Davantage de produits locaux dans les assiettes, moins de gaspillage et une meilleure éducation au goût : l’ambition de ce dispositif, porté par PFL et expérimenté depuis 2025 dans plusieurs établissements scolaires du pays, demeure la même. Le principe : un système de labellisation des cantines scolaires du second degré volontaires qui s’engagent autour de ces trois axes.
Dans sa phase pilote, "La Belle Cantine" concernait notamment les collèges de Normandie, d’Apogoti et Gabriel-Païta, ainsi que l’internat provincial de La Foa ou le lycée Michel-Rocard, à Pouembout. Les établissements participants bénéficiaient d’une bonification de 40 francs par repas afin de faciliter l’achat de produits locaux.
Mais après plusieurs mois d’expérimentation, l’étude d’impact commandée par l’Agence rurale et l’Agence sanitaire et sociale (ASS-NC) dresse un constat nuancé. Le dispositif constitue "une base pertinente", mais "il n’a pas généré d’effet structurel significatif" sur les pratiques d’achat ou le développement des filières locales.
"Ce n’est pas faux, concède Charles Vuillod, qui veut cependant remettre les choses dans leur contexte. La bonification n’a été appliquée que sur deux périodes scolaires. Ça ne fait pas beaucoup de temps pour changer les habitudes."
L’étude relève néanmoins plusieurs résultats jugés encourageants. Dans les établissements pilotes, la part de produits locaux frais ou transformés localement atteint entre 32 % et 44 %, avec certains établissements proches des 50 %. Elle souligne également des progrès sur la réduction du gaspillage alimentaire. Au collège de Normandie, par exemple, le taux de gaspillage est passé de 15,2 % à 10 %.
Pour Pacific Food Lab, ce travail autour du gaspillage constituait d’ailleurs la porte d’entrée principale pour faire évoluer les pratiques. "Quand on met en place les tables de tri et qu’on travaille avec les chefs sur les menus, on voit rapidement ce qui plaît ou non aux élèves, explique Charles Vuillod.

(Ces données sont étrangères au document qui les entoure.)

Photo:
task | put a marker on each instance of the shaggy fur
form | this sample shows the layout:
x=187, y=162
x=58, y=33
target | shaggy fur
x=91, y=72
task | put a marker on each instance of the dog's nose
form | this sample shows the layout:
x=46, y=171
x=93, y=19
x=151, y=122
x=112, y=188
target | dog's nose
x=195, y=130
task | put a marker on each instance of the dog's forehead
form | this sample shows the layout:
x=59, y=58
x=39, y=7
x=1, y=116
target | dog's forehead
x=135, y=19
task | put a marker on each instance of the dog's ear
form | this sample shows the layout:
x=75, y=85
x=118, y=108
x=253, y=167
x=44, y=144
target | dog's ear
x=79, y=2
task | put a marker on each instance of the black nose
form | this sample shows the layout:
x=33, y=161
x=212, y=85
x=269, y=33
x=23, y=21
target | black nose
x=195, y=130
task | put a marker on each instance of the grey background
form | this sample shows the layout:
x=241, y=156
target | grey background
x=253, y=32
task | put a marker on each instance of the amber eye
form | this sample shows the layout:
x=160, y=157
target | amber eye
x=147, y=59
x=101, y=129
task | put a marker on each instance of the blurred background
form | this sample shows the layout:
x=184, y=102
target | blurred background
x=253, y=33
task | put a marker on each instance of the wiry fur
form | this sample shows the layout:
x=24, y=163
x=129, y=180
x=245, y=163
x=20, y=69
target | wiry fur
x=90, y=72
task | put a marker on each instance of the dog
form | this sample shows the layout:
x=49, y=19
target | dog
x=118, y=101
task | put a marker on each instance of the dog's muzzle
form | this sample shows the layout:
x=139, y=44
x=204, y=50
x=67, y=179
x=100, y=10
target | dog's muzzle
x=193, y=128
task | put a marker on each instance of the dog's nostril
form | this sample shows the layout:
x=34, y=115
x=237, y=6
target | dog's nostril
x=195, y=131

Ensuite, les équipes échangent entre elles, retravaillent certaines recettes et testent d’autres façons de présenter les produits."
Selon lui, cette évolution passe aussi – et surtout – par l’éducation alimentaire. "Ce qu’ils n’ont pas l’habitude de manger, les enfants ne le mangent pas, souligne-t-il. Ça montre l’importance de travailler sur la curiosité alimentaire."
Le rapport identifie toutefois plusieurs obstacles importants. Les contraintes budgétaires, les difficultés logistiques, le manque de structuration des filières locales ou encore les habitudes alimentaires des élèves, souvent attirés par des produits "mondialisés", comme les burgers ou les tacos. L’étude conclut également que la bonification financière de 40 francs par repas n’a pas encore permis de démontrer un effet direct clairement mesurable sur les achats de produits locaux.
"On parle d’argent public. Il faut donc être capable de tracer précisément les dépenses", reconnaît Charles Vuillod. Le rapport recommande ainsi de renforcer les outils de suivi et de remplacer le logiciel actuellement utilisé dans les établissements scolaires par exemple.
À plus long terme, les auteurs de l’étude envisagent une extension progressive du dispositif à l’ensemble de la restauration collective du pays. Une ambition assumée par Pacific Food Lab. "Quand on a commencé il y a douze ans, les cantines et l’alimentation n’étaient pas vraiment des sujets. Aujourd’hui, ce sont des thèmes qui rassemblent", se réjouit Charles Vuillod.
Le directeur de Pacific Food Lab ne s’enflamme pas pour autant sur le rythme de généralisation du dispositif. "Toutes les cantines volontaires sont les bienvenues, mais nous sommes limités en moyens humains et en capacité d’accompagnement."